The reasons for this lie in the list of standard investment risks: too many factors directly or indirectly affect the possibility of their occurrence. They include:

·  Economic risks depend on the state of the economy;

·  technological risks relate mainly to manufacturers and are associated with the reliability of equipment and the complexity of technological processes.

·  social risks are associated with the social environment (strikes, implementation of various social programs, etc.);

·  legal risks may arise when new laws or amendments to existing ones are adopted;

·  political risks depend on the foreign policy situation and the situation inside the country;

·  environmental risks can be caused by epidemics, industrial accidents and environmental pollution.
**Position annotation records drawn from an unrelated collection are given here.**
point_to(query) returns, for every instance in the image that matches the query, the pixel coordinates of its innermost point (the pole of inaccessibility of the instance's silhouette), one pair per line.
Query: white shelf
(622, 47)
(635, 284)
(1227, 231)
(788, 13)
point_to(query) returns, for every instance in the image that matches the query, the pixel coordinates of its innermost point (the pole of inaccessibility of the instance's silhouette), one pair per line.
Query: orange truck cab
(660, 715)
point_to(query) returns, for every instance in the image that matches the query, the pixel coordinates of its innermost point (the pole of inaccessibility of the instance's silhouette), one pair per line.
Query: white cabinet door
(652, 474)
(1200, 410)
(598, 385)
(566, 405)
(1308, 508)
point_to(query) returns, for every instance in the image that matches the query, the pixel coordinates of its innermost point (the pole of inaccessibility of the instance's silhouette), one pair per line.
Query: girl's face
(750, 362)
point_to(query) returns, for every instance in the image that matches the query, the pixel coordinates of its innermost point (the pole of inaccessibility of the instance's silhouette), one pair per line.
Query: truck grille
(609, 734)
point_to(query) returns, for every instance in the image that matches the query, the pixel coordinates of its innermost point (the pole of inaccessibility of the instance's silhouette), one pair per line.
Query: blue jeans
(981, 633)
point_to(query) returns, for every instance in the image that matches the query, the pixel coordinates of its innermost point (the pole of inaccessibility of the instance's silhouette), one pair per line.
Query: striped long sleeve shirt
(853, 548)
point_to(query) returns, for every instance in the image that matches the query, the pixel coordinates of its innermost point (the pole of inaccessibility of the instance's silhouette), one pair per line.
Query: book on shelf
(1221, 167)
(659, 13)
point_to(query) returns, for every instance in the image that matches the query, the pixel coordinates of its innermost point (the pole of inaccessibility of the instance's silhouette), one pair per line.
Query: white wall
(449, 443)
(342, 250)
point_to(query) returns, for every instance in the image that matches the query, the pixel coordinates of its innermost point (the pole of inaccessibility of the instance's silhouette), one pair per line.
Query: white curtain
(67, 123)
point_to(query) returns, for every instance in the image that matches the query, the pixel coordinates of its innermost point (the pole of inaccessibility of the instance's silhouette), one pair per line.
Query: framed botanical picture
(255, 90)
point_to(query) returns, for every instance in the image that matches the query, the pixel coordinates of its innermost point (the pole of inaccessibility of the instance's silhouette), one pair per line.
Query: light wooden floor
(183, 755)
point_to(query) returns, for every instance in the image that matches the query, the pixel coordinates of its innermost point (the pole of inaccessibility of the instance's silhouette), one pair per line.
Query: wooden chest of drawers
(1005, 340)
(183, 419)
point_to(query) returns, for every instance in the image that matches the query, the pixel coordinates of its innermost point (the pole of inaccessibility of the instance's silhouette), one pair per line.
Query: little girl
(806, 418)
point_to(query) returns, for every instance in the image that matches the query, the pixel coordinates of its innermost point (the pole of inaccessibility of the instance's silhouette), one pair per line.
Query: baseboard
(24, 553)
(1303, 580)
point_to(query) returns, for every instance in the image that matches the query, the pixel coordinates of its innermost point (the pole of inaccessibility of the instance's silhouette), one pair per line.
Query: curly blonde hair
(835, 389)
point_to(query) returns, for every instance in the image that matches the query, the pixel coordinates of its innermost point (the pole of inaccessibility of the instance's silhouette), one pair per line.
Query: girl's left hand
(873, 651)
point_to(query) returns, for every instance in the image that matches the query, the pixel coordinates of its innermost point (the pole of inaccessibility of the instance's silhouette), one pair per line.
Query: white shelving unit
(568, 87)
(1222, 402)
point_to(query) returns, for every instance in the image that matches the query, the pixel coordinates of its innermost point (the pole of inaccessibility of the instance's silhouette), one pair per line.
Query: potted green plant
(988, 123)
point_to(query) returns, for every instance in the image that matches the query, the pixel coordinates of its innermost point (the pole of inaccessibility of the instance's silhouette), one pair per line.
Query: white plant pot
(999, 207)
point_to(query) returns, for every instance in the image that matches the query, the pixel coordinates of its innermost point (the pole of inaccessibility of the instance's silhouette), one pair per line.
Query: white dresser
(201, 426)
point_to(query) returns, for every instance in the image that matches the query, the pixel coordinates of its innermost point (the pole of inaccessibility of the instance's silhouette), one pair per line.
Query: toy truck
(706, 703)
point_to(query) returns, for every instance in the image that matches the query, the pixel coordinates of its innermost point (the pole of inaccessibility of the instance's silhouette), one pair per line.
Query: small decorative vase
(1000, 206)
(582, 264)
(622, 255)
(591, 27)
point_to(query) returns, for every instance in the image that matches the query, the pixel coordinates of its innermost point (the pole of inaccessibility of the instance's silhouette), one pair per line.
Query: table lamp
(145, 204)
·  Investment risks can be divided into two groups:

·  system risks (economic, market) are associated with external factors; investors cannot influence them;

·  non-system risks (commercial) are associated with the investee - from the competence of company management to competition in the industry.


Despite all of the above, exchange-traded instruments in which you can invest your funds with minimum risk still exist. Moreover, they can all be profitable.

Let’s see at a few examples of such investments.

Government securities

The safest type of investments are securities issued by the state, for which the return on investment guarantee almost always works. That is, even if it is not possible to make profit from such an investment, your own funds will be returned in full. Exceptions and the main sources of risk in this case are only default and high inflation in the country.

In the United States, such securities primarily include T-bills, due to which the term “risk-free investment” appeared.

Preferred stocks

Despite their name, preferred stocks have some features of bonds. In particular, they are traded as ordinary shares, but have a fixed dividend rate. In this case, profit is paid regularly, on a quarter or month basis.

Some preferred stocks can also provide a number of additional advantages, for example:

·  increased dividends, if financial situation in the company is good,

·  conversion to a larger number of common stocks,

·  priority return on invested funds in case of liquidation of the issuing company.

Commodity stocks

Since steel, precious metals and a number of other commodities are always in demand, their stocks are one of the most stable, but have a higher risk level.

Mutual investment funds

Mutual investment funds have a greater risk level than the above-mentioned investment options. Their advantages include a wide range of various mutual funds to choose from: from securities to real estate and commodity market funds and diversified funds, including several sectors at once;


Since absolutely any investment carries certain risks, when choosing them, we recommend that you always be guided by the following list of tips to finally minimize the likelihood of losing investments:

·  You should not invest in companies more than 1/5 of available funds. This is especially true for the least stable companies related to small businesses and startups.

·  Diversification of investments is the main guarantee of security. Try not to invest a significant part of the funds in the shares of one issuer or in one type of exchange asset.

·  Always pre-think the feasibility of investments, try to consider unforeseen circumstances and plan alternatives.

·  Invest in the industry or company that is most understandable to you in order to more objectively assess the situation.

·  When investing in a new industry, try to learn as much as you can about it yourself.

·  If you don’t have enough experience, do not neglect additional services, such as robotic assistants or trust management provided by a broker.